The cases bear out this conclusion. The mere theoretical ability to engage in substantial gainful employment is not a sufficient basis to deny benefits. Timmerman v. Weinberger, 510 F.2d 439, 442 (8th Cir. 1975); Mitchell v. Weinberger, 404 F. Supp. 1213, 1219 (D.Kan.1975); Dressel v. Califano, 558 F.2d 504, 507 (8th Cir. 1977). A claimant not be foreclosed on the basis of a few isolated jobs. Walker v. Mathews, 546 F.2d 814, 819 (9th Cir. 1976). The government is required to present substantial evidence in the form of particularized proof that significant numbers of jobs which the claimant can perform exist. Taylor v. Weinberger, 512 F.2d 664, 668 (4th *838 Cir. 1975); Heinitz v. Califano, 428 F. Supp. 940, 950 (W.D.Mo.1977).[5]

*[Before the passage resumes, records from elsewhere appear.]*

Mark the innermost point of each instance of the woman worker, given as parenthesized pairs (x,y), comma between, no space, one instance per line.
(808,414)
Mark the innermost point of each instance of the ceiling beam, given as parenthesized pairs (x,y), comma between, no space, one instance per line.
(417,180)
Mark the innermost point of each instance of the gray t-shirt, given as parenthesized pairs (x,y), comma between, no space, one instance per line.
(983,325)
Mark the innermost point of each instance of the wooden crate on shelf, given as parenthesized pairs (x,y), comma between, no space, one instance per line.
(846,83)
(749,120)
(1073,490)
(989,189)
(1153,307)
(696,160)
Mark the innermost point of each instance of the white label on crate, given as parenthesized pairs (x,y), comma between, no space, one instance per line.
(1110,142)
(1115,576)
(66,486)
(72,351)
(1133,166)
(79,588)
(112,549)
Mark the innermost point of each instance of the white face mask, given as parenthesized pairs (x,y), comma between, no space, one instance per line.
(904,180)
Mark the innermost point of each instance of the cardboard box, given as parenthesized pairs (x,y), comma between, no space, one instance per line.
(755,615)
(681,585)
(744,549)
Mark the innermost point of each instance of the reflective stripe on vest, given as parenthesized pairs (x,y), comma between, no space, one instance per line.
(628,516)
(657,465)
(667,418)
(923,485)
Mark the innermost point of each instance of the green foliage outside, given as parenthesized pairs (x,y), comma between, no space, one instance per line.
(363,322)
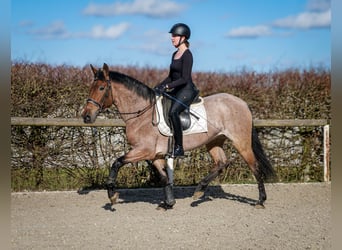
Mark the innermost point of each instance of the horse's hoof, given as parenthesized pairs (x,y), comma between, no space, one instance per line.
(259,205)
(197,195)
(163,206)
(114,198)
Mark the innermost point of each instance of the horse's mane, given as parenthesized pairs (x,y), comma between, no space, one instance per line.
(133,84)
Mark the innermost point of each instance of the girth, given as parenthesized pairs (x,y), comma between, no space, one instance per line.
(184,115)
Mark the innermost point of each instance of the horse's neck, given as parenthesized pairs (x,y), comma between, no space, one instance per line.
(127,102)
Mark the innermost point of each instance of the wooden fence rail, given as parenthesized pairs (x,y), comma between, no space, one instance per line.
(78,122)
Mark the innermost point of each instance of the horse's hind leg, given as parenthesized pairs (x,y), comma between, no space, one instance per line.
(112,194)
(248,155)
(216,151)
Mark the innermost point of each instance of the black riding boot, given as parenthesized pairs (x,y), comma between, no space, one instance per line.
(178,137)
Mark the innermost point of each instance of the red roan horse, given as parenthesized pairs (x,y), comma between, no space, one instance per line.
(229,117)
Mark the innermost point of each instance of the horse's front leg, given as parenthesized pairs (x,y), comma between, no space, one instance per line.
(111,182)
(167,181)
(262,191)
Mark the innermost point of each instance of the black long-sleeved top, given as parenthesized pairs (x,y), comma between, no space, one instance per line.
(180,71)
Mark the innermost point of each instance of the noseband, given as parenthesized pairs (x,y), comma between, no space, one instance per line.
(100,104)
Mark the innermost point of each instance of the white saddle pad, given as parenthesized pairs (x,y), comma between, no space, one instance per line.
(197,126)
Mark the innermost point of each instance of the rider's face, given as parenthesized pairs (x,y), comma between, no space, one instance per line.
(175,39)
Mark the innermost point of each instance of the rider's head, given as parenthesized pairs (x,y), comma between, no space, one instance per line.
(183,31)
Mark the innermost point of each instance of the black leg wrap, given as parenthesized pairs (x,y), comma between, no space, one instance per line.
(110,189)
(112,177)
(262,193)
(169,197)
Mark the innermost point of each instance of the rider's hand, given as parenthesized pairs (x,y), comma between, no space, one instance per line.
(160,88)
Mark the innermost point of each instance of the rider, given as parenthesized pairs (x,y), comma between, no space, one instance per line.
(179,82)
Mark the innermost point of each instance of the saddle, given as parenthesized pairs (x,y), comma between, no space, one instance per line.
(185,116)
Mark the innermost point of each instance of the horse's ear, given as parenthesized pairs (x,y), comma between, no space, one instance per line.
(106,71)
(93,69)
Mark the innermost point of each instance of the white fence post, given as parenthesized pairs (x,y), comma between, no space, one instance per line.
(326,150)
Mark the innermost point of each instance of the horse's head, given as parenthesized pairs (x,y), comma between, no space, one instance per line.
(100,95)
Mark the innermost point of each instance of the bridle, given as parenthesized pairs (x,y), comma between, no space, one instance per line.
(105,95)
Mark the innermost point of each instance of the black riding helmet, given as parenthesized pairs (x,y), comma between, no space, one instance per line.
(181,29)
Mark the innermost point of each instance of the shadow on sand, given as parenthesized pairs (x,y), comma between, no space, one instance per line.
(156,196)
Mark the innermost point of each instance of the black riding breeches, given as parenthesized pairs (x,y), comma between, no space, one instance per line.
(184,98)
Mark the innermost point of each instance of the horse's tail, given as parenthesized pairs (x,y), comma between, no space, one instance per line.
(265,167)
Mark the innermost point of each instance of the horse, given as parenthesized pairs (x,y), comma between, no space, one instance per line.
(228,116)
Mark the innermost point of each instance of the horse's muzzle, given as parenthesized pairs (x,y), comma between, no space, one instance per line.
(87,119)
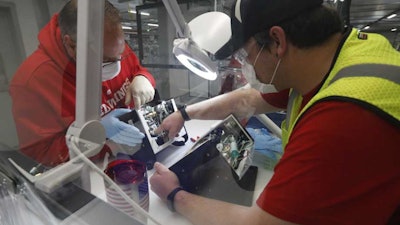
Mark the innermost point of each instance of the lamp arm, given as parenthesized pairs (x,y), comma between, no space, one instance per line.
(177,18)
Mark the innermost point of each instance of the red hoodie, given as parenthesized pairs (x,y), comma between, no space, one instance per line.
(43,94)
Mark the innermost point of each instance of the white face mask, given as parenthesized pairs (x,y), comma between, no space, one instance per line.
(250,74)
(110,70)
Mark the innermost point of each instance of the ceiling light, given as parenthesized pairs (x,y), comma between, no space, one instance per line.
(141,13)
(127,28)
(152,25)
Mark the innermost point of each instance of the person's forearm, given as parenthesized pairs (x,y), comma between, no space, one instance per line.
(243,103)
(206,211)
(200,210)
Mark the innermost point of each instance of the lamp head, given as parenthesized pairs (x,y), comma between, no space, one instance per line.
(195,59)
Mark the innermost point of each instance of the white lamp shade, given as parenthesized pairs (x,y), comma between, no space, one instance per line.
(211,30)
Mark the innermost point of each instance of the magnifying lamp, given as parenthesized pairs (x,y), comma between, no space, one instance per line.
(202,36)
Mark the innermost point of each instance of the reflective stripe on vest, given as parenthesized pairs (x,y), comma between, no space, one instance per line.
(355,84)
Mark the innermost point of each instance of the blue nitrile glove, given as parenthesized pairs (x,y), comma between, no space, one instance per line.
(119,131)
(265,142)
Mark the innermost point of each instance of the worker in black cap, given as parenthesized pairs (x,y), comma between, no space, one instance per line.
(340,88)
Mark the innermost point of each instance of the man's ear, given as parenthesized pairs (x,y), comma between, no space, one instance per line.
(70,46)
(278,36)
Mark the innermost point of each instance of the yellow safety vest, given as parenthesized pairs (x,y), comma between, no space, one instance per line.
(366,72)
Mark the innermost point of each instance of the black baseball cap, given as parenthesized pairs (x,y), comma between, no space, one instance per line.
(249,17)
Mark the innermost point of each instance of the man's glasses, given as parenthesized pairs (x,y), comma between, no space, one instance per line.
(241,56)
(111,62)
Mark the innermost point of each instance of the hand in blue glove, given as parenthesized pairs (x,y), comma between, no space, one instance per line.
(119,131)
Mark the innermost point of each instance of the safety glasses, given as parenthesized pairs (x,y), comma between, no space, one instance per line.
(241,56)
(111,62)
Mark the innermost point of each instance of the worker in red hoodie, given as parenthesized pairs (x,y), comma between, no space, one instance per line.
(43,88)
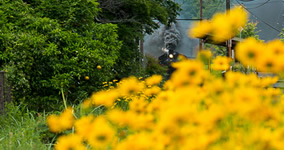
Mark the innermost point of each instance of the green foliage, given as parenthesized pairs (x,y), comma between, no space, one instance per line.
(191,8)
(249,30)
(45,51)
(20,130)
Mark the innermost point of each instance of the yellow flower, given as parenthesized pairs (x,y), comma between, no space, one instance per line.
(105,98)
(53,123)
(152,91)
(153,80)
(68,142)
(221,63)
(268,63)
(87,78)
(87,104)
(200,29)
(101,134)
(204,56)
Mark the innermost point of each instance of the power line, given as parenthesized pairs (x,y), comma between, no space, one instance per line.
(260,5)
(256,3)
(259,18)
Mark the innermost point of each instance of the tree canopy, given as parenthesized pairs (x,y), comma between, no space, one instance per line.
(48,46)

On the other hand, the claimant's employability per se, is not the touchstone. Miranda v. Secretary, 514 F.2d 996, 998 (1st Cir. 1975). Moreover, that work is not available is not determinative. Pruchniewski v. Weinberger, 415 F. Supp. 112, 116 (D.Md.1976). Nor is it controlling that the claimant would not be hired if he applied for work. Id.; Miranda v. Secretary, supra, 514 F.2d at 998.[6] But is is not sufficient that the government has merely shown that there exist somewhere jobs which the claimant could perform. To adopt this approach would eviscerate the last sentence in the 1967 amendments to § 423(d)(2)(A).
I think that a reasonable interpretation of the "significant numbers" phrase requires the conclusion that jobs which comprise only about .00013 of the work force in the plaintiff's region do not exist in "significant numbers." When jobs are this scarce, they exist "only in a very limited number" as described in the Conference Report referred to earlier. I think this conclusion gives effect both to Congress' desire to curtail judicial liberality in awarding benefits, as evidenced by the way in which the amendments reduce the burden on the government, and to its desire that employment should exist in a meaningful sense before benefits are denied. I have unearthed no other case which has attempted to explore this delicate balance, nor has any case given substance to the phrase "significant numbers."
For the reasons stated herein, the decision of the Administrative Law Judge is REVERSED and benefits are awarded for the period November 15, 1973 to June 1, 1976.
NOTES
[1] Part of one lung was removed for tuberculosis in 1960. (Tr. 199).
[2] The plaintiff has been examined by a number of doctors. Allan Schwartz (Tr. 174-79, 180); Bernard Dash (Tr. 182-5); Gracelia Rojas (Tr. 187-96); Ernest Hershey (Tr. 198-220, 210-11); John Mucasey (Tr. 202-04); Arthur Cooper (Tr. 206), and Doctors' Hospital (Tr. 208-9).
[3] Dulecki later revised this figure to 200 for reasons which do not appear in the record.
[4] The Administrative Law Judge's efforts to distinguish the November 15, 1973 to June 1, 1976 period on the basis of a difference in Ray's demeanor at the two hearings are likewise of no avail. There is no basis for a comparison between the two nor does any evidence place the onset of disability at June 1, 1976.
[5] Some cases have gone too far in this respect. E. g., DeMandre v. Weinberger, 414 F. Supp. 784, 787-8 (E.D.La.1976). (ALJ should identify a "reasonably broad range of jobs that a person with the claimant's disability could perform.")
[6] The statute is explicit on these points. 42 U.S.C. § 423(d)(2)(A).